Ryan Hall at full health is an intimidating athlete. He boasts a personal record over the half marathon of 59 minutes and 43 seconds. Set in 2007, the time still stands as the American Record. The following year he had an absolutely dominating performance at the U.S. Olympic Marathon Trials where he ran the second half in 1:02:47 separating himself from a second place Dathan Ritzenhein, by more than two minutes. In 2011, he ran the legendary 2:04:58 Boston Marathon singlehandedly with no competitors near him or pacers in front of him; accompanied by only a steady tailwind and a roaring crowd.
Ryan Hall and his wife, Sara, have done and continue to do so much for the sport. The Hall Steps Foundation, which they began together in late 2009, is a clear indicator. As one can find on their website, it’s purpose and mission is to fight global poverty through better health. Overseas the organization has invested $50,000 in micro-loans in East Africa, donated to other small loans organizations, funded the building of multiple wells in Mozambique, donated to the building of hospitals in Kenya and Mozambique, and reconstructed a maternity clinic in Senegal.
The organization is also a key tool in making a difference in the United States through the Hall’s passion for running. The foundation donates to Girls on the Run in Northern Arizona, founded a flagship program in Chicago that began a run/walk mentoring program in the Austin neighborhood, and has sponsored a year’s program of New York Road Runners Young Runners Program in one school of each of New York City’s five boroughs.
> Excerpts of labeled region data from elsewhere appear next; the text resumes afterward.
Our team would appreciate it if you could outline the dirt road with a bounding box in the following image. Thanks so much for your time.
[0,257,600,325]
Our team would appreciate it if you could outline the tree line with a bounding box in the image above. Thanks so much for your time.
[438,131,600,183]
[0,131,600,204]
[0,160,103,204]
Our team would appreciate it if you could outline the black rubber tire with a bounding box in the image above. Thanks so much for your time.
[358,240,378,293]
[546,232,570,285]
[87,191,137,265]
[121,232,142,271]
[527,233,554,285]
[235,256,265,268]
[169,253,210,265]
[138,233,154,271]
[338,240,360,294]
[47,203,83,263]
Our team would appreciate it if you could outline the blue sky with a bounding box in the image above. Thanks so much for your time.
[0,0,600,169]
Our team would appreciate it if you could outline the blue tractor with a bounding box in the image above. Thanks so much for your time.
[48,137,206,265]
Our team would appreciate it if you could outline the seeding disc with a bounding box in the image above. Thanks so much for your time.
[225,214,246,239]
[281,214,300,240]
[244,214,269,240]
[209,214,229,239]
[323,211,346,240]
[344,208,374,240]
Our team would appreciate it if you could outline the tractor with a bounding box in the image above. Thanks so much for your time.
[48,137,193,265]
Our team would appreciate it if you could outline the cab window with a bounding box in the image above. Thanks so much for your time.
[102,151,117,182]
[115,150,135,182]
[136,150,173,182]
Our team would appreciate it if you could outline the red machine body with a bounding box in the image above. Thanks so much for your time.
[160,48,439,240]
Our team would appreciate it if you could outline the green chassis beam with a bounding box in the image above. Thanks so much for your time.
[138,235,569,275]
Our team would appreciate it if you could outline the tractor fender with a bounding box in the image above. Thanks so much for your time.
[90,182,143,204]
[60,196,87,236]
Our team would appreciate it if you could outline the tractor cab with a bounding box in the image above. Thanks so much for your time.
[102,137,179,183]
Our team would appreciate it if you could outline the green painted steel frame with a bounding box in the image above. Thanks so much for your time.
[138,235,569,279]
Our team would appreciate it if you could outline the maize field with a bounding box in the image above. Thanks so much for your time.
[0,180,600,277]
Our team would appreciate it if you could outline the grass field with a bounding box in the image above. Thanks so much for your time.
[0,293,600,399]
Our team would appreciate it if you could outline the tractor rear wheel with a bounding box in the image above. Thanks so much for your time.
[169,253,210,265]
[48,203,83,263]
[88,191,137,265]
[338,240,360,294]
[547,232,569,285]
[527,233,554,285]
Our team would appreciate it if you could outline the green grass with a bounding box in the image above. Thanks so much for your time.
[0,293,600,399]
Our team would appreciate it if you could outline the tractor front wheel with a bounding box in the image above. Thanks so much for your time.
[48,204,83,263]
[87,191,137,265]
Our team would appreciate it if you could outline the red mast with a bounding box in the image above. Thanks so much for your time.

Although Ryan Hall is leaving the competitive side of this sport his kind heart, sense of humor, and resilience will continue to permeate and influence this sport. His approach to running was always fearless, his response to defeat was to get back up, and his career was one driven by love and service. There is no doubt he will approach retirement the same way, and will still utilize his gifts to impact all runners, fans, and people that he comes in contact with. To this great runner, not goodbye, but thank you.